Als wesentlicher funktionaler Aspekt wird das Angebot aller Anbieter im Bereich des Managements elektronischer Ressourcen gesehen. Auf diese Erweiterungen wird dringend gewartet. Eine faktenbasierte Beurteilung der Systeme wurde kritisch gesehen, da keine konkreten finanziellen Nutzungsangebote vorlagen und die Evaluation von Produktivsystemen hinsichtlich Betriebsmodell, Schnittstellen zu externen Systemen, Funktionalität und so weiter bisher nicht möglich war.

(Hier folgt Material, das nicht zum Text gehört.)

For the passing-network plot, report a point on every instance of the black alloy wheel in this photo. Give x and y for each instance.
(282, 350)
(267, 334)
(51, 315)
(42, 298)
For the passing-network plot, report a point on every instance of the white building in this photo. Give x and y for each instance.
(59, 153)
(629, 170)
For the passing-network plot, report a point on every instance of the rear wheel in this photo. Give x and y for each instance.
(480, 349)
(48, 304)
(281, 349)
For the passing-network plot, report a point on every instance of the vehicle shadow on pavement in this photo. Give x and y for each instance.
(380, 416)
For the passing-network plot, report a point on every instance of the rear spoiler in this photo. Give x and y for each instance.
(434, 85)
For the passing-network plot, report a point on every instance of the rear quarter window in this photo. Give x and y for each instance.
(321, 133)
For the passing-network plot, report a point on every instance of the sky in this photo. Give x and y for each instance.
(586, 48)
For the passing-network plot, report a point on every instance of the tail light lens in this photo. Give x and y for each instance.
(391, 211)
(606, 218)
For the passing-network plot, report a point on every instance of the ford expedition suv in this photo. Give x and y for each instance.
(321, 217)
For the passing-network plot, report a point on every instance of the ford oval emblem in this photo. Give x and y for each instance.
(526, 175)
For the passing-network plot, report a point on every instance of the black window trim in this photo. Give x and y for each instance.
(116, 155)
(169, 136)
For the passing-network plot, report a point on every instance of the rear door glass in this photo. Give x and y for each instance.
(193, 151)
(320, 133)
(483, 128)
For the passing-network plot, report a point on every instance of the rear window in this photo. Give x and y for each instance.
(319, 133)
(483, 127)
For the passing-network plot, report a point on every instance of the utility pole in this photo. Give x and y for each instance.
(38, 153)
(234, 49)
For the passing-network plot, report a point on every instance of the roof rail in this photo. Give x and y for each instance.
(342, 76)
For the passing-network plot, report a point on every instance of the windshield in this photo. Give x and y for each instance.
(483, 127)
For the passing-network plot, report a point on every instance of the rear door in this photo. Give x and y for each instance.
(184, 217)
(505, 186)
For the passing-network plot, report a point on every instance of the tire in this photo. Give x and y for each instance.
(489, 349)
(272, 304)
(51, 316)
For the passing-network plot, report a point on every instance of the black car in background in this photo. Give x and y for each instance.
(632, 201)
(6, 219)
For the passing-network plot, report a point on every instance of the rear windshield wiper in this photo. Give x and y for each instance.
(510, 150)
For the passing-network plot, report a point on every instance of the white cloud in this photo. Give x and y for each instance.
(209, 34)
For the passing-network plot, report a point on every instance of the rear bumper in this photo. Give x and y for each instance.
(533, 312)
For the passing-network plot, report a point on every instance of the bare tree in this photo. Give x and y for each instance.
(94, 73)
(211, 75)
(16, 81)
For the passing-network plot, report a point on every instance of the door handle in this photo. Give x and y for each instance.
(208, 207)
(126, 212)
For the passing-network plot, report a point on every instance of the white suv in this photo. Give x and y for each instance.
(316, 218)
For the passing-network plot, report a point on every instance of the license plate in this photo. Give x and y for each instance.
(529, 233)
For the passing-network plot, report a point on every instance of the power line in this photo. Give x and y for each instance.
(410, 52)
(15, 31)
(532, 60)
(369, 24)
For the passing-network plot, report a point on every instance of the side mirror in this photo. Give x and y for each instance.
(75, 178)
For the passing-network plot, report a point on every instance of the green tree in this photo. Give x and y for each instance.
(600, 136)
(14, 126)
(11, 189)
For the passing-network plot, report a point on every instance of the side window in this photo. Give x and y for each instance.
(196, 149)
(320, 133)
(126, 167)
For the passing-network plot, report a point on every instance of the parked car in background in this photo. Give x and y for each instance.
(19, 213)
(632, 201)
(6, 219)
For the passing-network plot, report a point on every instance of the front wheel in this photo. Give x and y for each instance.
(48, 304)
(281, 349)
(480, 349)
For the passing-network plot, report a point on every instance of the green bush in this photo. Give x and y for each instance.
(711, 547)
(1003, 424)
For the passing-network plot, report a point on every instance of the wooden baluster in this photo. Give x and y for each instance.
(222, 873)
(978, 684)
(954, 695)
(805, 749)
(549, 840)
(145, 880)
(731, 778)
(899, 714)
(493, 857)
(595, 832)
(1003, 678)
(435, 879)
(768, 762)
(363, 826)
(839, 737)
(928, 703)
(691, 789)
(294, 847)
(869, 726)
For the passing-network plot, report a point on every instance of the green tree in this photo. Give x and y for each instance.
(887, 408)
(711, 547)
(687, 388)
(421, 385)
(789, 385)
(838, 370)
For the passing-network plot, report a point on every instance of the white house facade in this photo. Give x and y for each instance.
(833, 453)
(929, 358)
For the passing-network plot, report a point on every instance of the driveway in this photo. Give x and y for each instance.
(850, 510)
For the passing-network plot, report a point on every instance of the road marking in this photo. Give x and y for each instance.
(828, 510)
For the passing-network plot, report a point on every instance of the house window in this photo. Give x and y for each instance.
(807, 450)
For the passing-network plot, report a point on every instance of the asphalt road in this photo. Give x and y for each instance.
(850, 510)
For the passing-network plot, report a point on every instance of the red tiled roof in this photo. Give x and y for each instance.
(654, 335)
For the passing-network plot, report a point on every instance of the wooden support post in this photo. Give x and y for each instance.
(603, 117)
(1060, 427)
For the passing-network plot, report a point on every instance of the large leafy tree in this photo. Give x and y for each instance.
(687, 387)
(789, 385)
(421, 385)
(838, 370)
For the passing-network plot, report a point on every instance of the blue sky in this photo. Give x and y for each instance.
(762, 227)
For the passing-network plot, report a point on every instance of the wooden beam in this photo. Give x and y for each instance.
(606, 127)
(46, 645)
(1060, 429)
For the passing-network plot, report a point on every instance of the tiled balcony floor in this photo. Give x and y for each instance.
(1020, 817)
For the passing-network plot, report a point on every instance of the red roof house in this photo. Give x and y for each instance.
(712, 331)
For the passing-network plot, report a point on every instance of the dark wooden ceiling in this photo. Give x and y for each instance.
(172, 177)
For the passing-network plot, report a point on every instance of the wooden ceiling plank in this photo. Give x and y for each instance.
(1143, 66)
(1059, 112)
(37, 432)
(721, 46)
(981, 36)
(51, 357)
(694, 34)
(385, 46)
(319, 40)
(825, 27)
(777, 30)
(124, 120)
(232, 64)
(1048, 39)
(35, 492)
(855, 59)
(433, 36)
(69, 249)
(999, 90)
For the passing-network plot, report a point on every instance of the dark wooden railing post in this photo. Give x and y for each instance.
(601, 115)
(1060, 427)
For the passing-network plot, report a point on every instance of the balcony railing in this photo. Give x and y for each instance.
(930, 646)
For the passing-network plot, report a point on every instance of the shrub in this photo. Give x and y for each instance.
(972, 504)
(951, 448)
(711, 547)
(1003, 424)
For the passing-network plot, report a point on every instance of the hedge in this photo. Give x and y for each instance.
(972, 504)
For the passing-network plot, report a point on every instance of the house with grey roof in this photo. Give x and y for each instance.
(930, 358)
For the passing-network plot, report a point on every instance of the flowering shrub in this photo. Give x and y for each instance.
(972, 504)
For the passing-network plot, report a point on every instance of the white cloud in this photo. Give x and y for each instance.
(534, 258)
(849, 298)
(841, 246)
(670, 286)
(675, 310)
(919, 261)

Unter den Gesichtspunkten der Unabhängigkeitswahrung, der Sicherung von Datenhoheit und eigenem Know-how sowie unter dem Eindruck, dass zukünftig in allen Systemen erhebliches Eigenengagement bei der Entwicklung benötigter Funktionalität notwendig sein wird, wurde die Prüfung von Kuali OLE als Open-Source-Ansatz nachdrücklich empfohlen. Aus den Arbeitsergebnissen des Workshops folgten weitere Schritte. So sollen in Zusammenarbeit der Facharbeitsgruppe lokale Geschäftsgänge (FAG) mit der VZG Bedingungen für einen möglichen Einsatz der vorgestellten Bibliotheksmanagementsysteme formuliert und die eigenen Arbeitsabläufe in den Bibliotheken analysiert werden. Ziel ist hier die Erarbeitung von standardisierten Ergebnissen, die eine faktenbezogene und vergleichende Analyse der zukünftigen Systeme ermöglicht.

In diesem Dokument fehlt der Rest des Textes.